The University of Wisconsin men’s hockey team could lose high-profile freshman winger Nic Kerdiles to what one school official said was an extraordinary case involving NCAA amateurism rules.
UW coach Mike Eaves announced Monday that the school is appealing a NCAA decision to make Kerdiles ineligible for the upcoming season.
If that decision were to stand, it’s doubtful that Kerdiles, a second-round NHL draft pick of Anaheim, would remain in school and return to the Badgers in 2013-14. It’s likely the Ducks would want him to continue his development somewhere else this season, which could mean a move to the Major Junior circuit in Canada.
A final response from the NCAA could come this week — the Badgers open the regular season Friday with a non-conference series vs. Northern Michigan in Green Bay — but the process could stretch into next week.
Multiple sources in the NHL and college hockey indicate the NCAA acted on photos and postings made public via social media that involve an agent and took place leading up to the NHL Entry Draft in June.
UW deputy athletic director Sean Frazier, who oversees men’s and women’s hockey and is a former chair of the NCAA Ice Hockey Committee, declined to get into specifics of the case Monday, but said the verdict handed down last Friday by the NCAA was “unprecedented.”
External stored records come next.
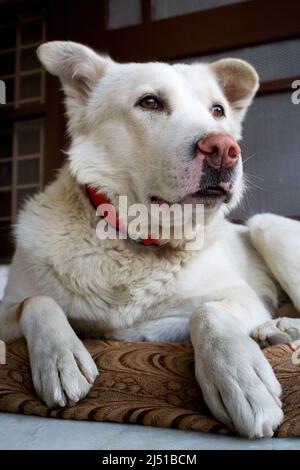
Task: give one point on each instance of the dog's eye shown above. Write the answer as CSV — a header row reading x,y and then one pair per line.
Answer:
x,y
150,102
217,111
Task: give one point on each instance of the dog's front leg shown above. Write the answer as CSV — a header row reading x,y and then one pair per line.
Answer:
x,y
62,369
237,382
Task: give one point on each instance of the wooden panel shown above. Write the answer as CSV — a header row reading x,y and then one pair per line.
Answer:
x,y
237,25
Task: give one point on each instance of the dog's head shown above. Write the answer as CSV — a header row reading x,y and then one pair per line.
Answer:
x,y
154,132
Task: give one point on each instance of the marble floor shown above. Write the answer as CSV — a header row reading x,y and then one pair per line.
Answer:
x,y
19,432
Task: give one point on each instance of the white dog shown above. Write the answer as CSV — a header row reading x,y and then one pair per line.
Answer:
x,y
155,133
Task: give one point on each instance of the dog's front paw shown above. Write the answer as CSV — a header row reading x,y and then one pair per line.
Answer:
x,y
278,331
62,373
240,388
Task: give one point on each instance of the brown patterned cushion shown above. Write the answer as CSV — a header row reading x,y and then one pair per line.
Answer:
x,y
145,383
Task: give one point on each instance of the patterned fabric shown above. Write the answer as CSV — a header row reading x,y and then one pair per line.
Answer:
x,y
146,383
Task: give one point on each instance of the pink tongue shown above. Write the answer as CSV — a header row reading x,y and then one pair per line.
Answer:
x,y
159,202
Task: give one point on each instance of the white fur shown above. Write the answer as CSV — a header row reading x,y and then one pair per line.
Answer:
x,y
218,295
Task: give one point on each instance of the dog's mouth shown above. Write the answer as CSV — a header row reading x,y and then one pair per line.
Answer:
x,y
209,196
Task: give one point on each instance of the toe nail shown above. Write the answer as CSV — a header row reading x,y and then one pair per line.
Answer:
x,y
267,429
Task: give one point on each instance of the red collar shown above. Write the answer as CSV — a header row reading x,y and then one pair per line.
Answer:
x,y
97,199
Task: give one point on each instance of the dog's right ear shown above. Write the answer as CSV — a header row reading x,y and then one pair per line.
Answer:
x,y
78,67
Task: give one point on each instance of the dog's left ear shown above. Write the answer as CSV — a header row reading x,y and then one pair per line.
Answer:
x,y
239,82
77,66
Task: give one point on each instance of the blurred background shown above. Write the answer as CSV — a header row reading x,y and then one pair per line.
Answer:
x,y
266,33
It’s commonplace for hockey prospects like Kerdiles to have family advisers — almost all are certified as professional sports agents — as long as the adviser abides by NCAA rules that prohibit marketing the player, negotiating with professional teams on the player’s behalf or providing extra benefits like clothes, meals or merchandise of value.
It’s not clear what specific issues led the NCAA to rule against Kerdiles, an 18-year-old from Irvine, Calif., but the Bucky’s 5th Quarter website culled a photo from an agent’s Twitter account that showed Kerdiles and two of the agent’s clients holding glasses that advertised a specific energy drink.
The photo could be construed as Kerdiles being marketed by the representative as well as being used to promote a specific product.
The agent who posted the energy drink photo, Toronto-based Ian Pulver of Pulver Sports, didn’t return a phone call seeking comment Monday. Pulver was also shown in the photo with Kerdiles and others at dinner.
Former UW goaltender David McNab, the senior vice president of hockey operations for the NHL club that drafted Kerdiles, didn’t return a phone message Monday.
Kerdiles’ mother, Nathalie, declined comment citing instructions from the NCAA.
It was a little over a week ago that Nic Kerdiles sat in the stands at the Kohl Center and spoke glowingly of his time in Madison.
“I love it here,” he volunteered.
Kerdiles took part in practice Monday with the Badgers — their first at the new LaBahn Arena — but wasn’t on any of the top four lines. He was in street clothes Saturday when UW opened the season with a 5-0 win over the U.S. under-18 team in an exhibition game at the Kohl Center.
Coach Mike Eaves was asked to gauge the impact of possibly losing a talent like Kerdiles for this season and beyond.
“Hard to say because he hasn’t been in the lineup,” Eaves said. “But you would project — because of, for example, where he was drafted — that he’d be an impact player.”